The Catechism of the Catholic Church says that “Lust is disordered desire for or inordinate enjoyment of sexual pleasure. Sexual pleasure is morally disordered when sought for itself, isolated from its procreative and unitive purposes” (CCC 2351).

As this point implies, there can be a legitimate desire for and enjoyment of sexual pleasure.

This is the case when their object is the act of intimacy within marriage.

In this act, the procreative aspect of intimacy, that is its openness to life, and the unitive aspect, the one-flesh union of husband and wife, are respected.

Thus, when husband and wife desire to give themselves to one another in an act of love open to life, and they desire the pleasure that accompanies this act, they are acting honourably and there is no suggestion of the sin of lust.

The same could be said of engaged couples who desire the act of intimacy they will have when they are married.

As regards the pleasure experienced in the act, Pope Pius XII said: “The Creator himself … established that in the [generative] function, spouses should experience pleasure and enjoyment of body and spirit.

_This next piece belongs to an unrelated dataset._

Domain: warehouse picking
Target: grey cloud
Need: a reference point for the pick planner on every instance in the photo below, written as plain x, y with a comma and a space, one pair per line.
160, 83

Therefore, the spouses do nothing evil in seeking this pleasure and enjoyment.

They accept what the Creator has intended for them. At the same time, spouses should know how to keep themselves within the limits of just moderation” (Address, 9 October 1951).

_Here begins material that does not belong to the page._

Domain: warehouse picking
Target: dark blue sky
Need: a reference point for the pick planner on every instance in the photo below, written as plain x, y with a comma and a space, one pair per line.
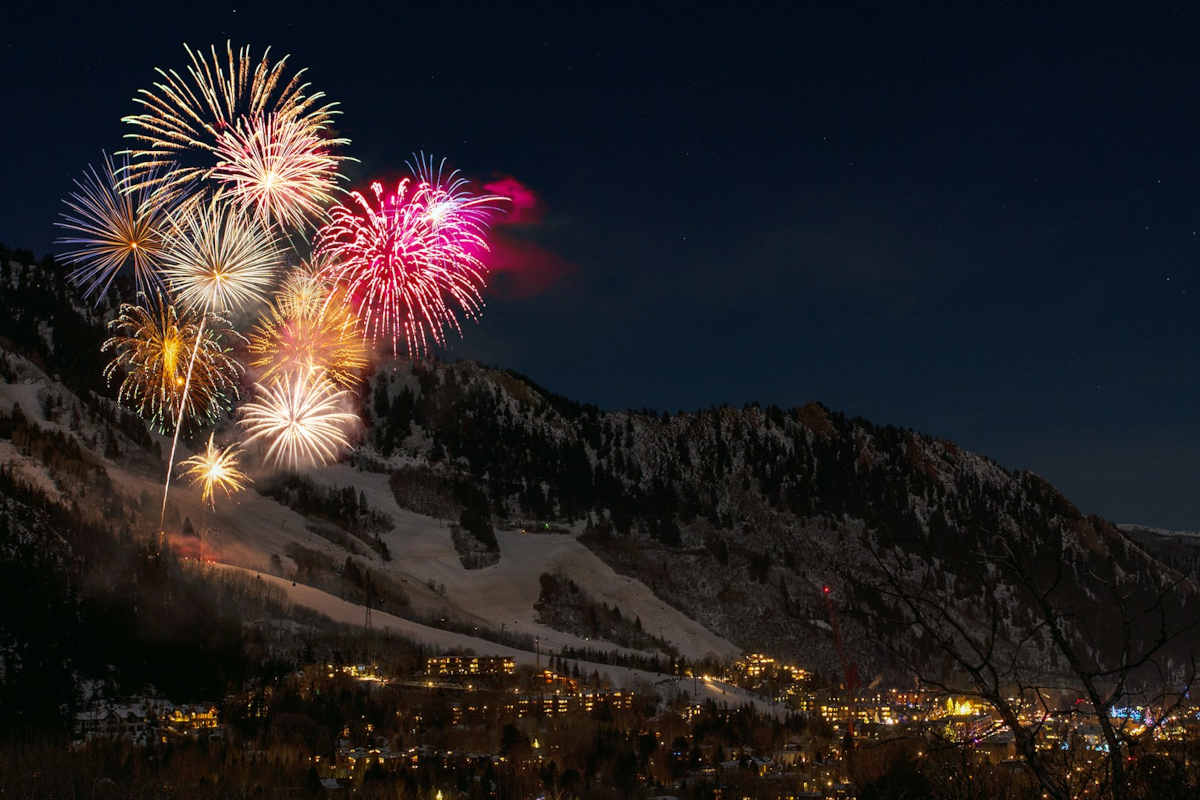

By the expression “within the limits of just moderation”, the Pope is implying that there could be even for married couples a possible sin of lust in their expression of love if they sought the pleasure merely for pleasure’s sake or they sought to maximise it in a disordered way.

As the Catechism puts it, “The acts in marriage by which the intimate and chaste union of the spouses takes place are noble and honourable; the truly human performance of these acts fosters the self-giving they signify and enriches the spouses in joy and gratitude” (CCC 2362).

Lust, then, is the desire for sexual pleasure outside the marriage act, or in a marriage act not open to life. It is one of the seven capital sins, or capital vices, mentioned by St Gregory the Great: pride, avarice, envy, wrath, lust, gluttony and sloth” (cf. CCC 1866).

These sins are called capital, from the Latin word for head, because they are the heads or principles which lead to other vices and sins.

Lust is very much related to the ninth commandment: You shall not covet your neighbour’s wife (cf. Ex 20:17).

Our Lord spoke strongly against it: “You have heard that it was said, ‘You shall not commit adultery.’

But I say to you that every one who looks at a woman lustfully has already committed adultery with her in his heart” (Mt 5:27-28).

Looking at a woman lustfully in this context means desiring to have sexual relations with a woman other than one’s wife.

The very desire, if it is more than just a passing thought, is already the sin of adultery in the heart, and it would be a mortal sin.

Pope St John Paul II, in one of his Theology of the Body addresses, spoke about how lust reduces the natural attraction of men for women, and vice versa, to an attraction merely for the body: “When compared with the original mutual attraction of masculinity and femininity, lust represents a reduction.

In stating this, we have in mind an intentional reduction, almost a restriction or closing down of the horizon of mind and heart.

It is one thing to be conscious that the value of sex is a part of all the rich storehouse of values with which the female appears to the man.

It is another to ‘reduce’ all the personal riches of femininity to that single value, that is, of sex, as a suitable object for the gratification of sexuality itself” (Address, 17 Sept. 1980).

St Thomas Aquinas says that the consequences of lust are “blindness of mind, thoughtlessness, inconstancy, rashness, self-love, hatred of God, love of this world and abhorrence or despair of a future world” (STh II-IIae, q. 153, art. 5).

We see here how damaging lust can be.

Thus lust is a particularly serious form of impure thought and it can certainly be a mortal sin.

It debases man and how he looks upon women.

We are called to something higher, to holiness, to purity of heart: “Blessed are the pure in heart, for they shall see God” (Mt 5:8).